Mit derselben zersetzenden Kritik, mit der Nietzsche die Sittlichkeit und ihre Erscheinungen behandelte, macht er sich auch an die Religion und insbesondere an die Beurteilung des Christentums heran. Von Schopenhauer ausgehend, richtet er seine Aufmerksamkeit auf die christliche Askese und das Heiligkeitsideal. Er verdammt beide Anschauungen, die den Menschen als böse hinstellen und alle natürlichen Triebe in ihm zu unterdrücken suchen.

Den Ursprung der Religion sieht er nicht in dem metaphysischen Bedürfnisse der menschlichen Natur, welche über die greifbare Erscheinungswelt hinaus zu einer höheren und allgemeineren Erklärung der Dinge sich hinübersehnt, sondern in dem Gefühle der Leere, die gewöhnliche Menschen überfällt. Dieses Gefühl der Leere wird durch künstliche Vorstellungen, aber durchaus nicht religiöser Natur, zur Annahme einer Gottheit hinübergeleitet, und was die Menschen in Urzeiten zur Annahme einer »anderen Welt« führte, war nicht ein Trieb und Bedürfnis, sondern ein Irrtum in der Auslegung bestimmter Naturvorgänge, eine Verlegenheit des Intellektes, wie er es nennt.
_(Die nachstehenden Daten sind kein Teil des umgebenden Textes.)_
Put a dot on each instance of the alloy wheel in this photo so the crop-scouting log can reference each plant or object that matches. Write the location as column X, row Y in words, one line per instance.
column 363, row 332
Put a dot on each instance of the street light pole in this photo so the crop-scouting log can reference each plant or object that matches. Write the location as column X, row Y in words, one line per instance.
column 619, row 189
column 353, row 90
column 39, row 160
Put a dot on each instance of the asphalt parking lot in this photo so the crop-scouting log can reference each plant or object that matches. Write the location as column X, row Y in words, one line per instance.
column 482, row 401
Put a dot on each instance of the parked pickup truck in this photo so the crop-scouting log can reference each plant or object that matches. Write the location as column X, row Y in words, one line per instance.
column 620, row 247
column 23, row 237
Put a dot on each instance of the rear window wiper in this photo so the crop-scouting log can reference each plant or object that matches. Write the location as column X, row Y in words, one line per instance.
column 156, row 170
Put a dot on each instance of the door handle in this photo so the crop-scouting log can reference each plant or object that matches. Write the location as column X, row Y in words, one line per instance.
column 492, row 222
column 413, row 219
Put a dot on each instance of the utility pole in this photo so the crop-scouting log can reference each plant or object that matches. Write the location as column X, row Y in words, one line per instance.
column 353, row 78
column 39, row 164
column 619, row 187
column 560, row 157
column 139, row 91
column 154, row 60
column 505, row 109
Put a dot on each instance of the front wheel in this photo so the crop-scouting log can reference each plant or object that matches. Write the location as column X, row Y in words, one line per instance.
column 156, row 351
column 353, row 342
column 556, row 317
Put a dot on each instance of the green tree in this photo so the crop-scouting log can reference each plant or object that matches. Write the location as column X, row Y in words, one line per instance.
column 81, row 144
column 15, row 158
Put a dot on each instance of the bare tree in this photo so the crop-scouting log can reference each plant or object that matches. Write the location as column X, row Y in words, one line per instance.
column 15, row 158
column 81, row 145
Die Motive, welche den Menschen den fast unausrottbaren religiösen Trieb eingepflanzt haben, sucht Nietzsche ebenso wie die moralischen Empfindungen und Wertschätzungen aus rein selbstsüchtigen und tierischen Instinkten abzuleiten. Er wendet seine Kritik hauptsächlich gegen das Christentum, er operiert jetzt nicht mehr mit Gründen, sondern mit Schmähungen. Das Christentum erscheint ihm als ein grosses Verbrechen, die christliche Religion hat die Furcht der Menschen vor den dunklen Naturgewalten aus herrschsüchtigen Absichten noch mehr vertieft und sie hat ihnen ein Erlösungsbedürfnis künstlich anerzogen. »Das Christentum entstand, um das Herz zu erleichtern; aber jetzt muss es das Herz erst beschweren, um es nachher erleichtern zu können. Folglich wird es zu Grunde gehen« (Menschl. Allzum. I. Nr. 119). »Es ist ein Kunstgriff des Christentums, die völlige Unwürdigkeit, Sündhaftigkeit und Verächtlichkeit des Menschen überhaupt so laut zu lehren, dass die Verachtung der Mitmenschen dabei nicht mehr möglich ist« (daselbst Nr. 117).
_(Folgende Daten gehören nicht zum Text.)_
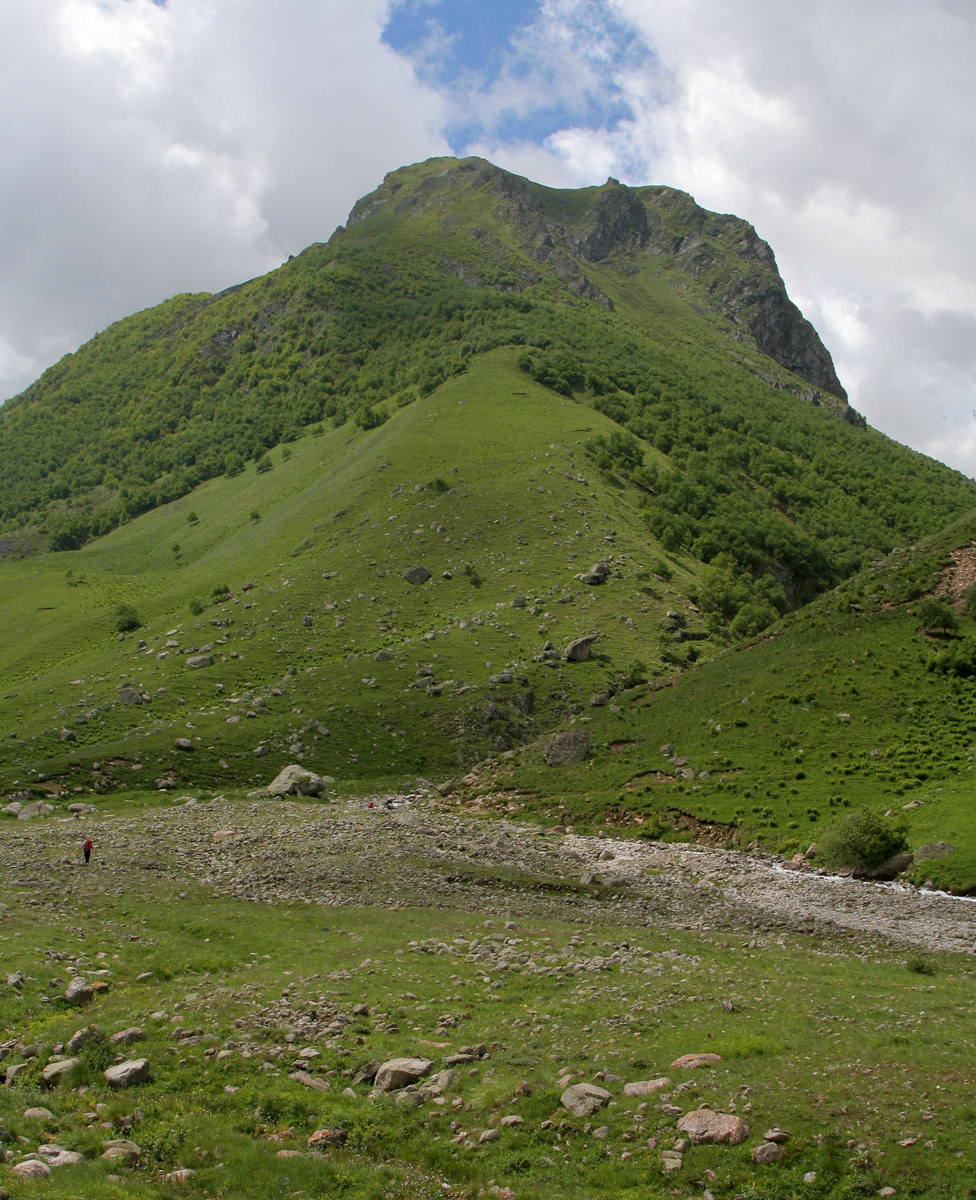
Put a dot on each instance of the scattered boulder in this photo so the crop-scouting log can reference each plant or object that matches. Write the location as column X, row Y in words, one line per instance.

Leute, welchen ihr tägliches Leben zu leer und eintönig vorkommt, werden daher leicht fromm, aber es ist eine Anmassung von ihnen, wenn sie Religiosität von denen fordern, denen das tägliche Leben nicht eintönig verfliesst.
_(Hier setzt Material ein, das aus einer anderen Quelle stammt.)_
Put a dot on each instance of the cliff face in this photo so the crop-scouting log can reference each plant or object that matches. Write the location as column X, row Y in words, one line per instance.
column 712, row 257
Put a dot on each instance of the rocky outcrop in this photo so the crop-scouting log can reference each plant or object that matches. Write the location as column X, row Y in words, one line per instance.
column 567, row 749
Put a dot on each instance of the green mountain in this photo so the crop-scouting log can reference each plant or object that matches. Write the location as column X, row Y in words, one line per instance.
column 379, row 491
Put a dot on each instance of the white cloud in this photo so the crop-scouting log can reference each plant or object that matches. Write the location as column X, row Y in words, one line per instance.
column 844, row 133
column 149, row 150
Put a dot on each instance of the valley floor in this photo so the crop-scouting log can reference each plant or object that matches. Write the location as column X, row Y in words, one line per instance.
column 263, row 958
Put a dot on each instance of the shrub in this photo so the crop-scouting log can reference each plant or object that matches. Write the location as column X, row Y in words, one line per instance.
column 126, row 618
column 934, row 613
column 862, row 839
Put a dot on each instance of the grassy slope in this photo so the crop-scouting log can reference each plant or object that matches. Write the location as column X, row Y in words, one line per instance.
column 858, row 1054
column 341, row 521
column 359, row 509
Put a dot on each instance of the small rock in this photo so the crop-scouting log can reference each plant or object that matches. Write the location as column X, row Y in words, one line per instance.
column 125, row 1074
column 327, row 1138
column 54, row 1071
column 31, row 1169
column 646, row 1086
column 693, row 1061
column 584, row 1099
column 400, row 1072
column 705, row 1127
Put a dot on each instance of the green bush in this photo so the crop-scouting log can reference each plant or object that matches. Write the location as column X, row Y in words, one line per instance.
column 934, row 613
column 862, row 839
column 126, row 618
Einen Glauben annehmen, bloss weil er Sitte ist, nennt er feige und unehrlich; jeder muss den Glauben sich bilden, der ihm und seinen Neigungen am besten entspricht. Ueber Gott spricht sich Nietzsche so aus:

»Gott ist eine Mutmassung … Gott ist ein Gedanke, der macht alles gerade krumm und alles, was steht, drehend« (Zarathustra S. 124). An einer anderen Stelle heisst es: »Ein Gott, der allwissend und allmächtig ist und der nicht einmal dafür sorgt, dass seine Absicht von seinen Geschöpfen verstanden wird, – sollte das ein Gott der Güte sein? Der die zahllosen Zweifel und Bedenken fortbestehen lässt, Jahrtausende lang, als ob sie für das Heil der Menschheit unbedenklich wären, und der doch wieder die entsetzlichsten Folgen bei einem Sich-vergreifen an der Wahrheit in Aussicht stellt? Würde es nicht ein grausamer Gott sein, wenn er die Wahrheit hätte und es ansehen könnte, wie die Menschheit sich jämmerlich um sie quält? Aber vielleicht ist es doch ein Gott der Güte, – und er konnte sich nur nicht deutlicher ausdrücken! So fehlte es ihm vielleicht an Geist dazu? Oder an Beredsamkeit? Um so schlimmer! Dann irrte er sich vielleicht auch in dem, was er seine »Wahrheit«, nennt und er ist selber dem »armen betrogenen Teufel« nicht so ferne! Muss er dann nicht beinahe Höllenqualen ausstehen, seine Geschöpfe um seiner Erkenntnis willen so, und in alle Ewigkeit fort noch schlimmer, leiden zu sehen und nicht raten und helfen zu können, ausser wie ein Taubstummer, der allerhand vieldeutige Zeichen macht, wenn seinem Kinde oder Hunde die schrecklichste Gefahr auf dem Nacken sitzt« (Morgenröte Nr. 91).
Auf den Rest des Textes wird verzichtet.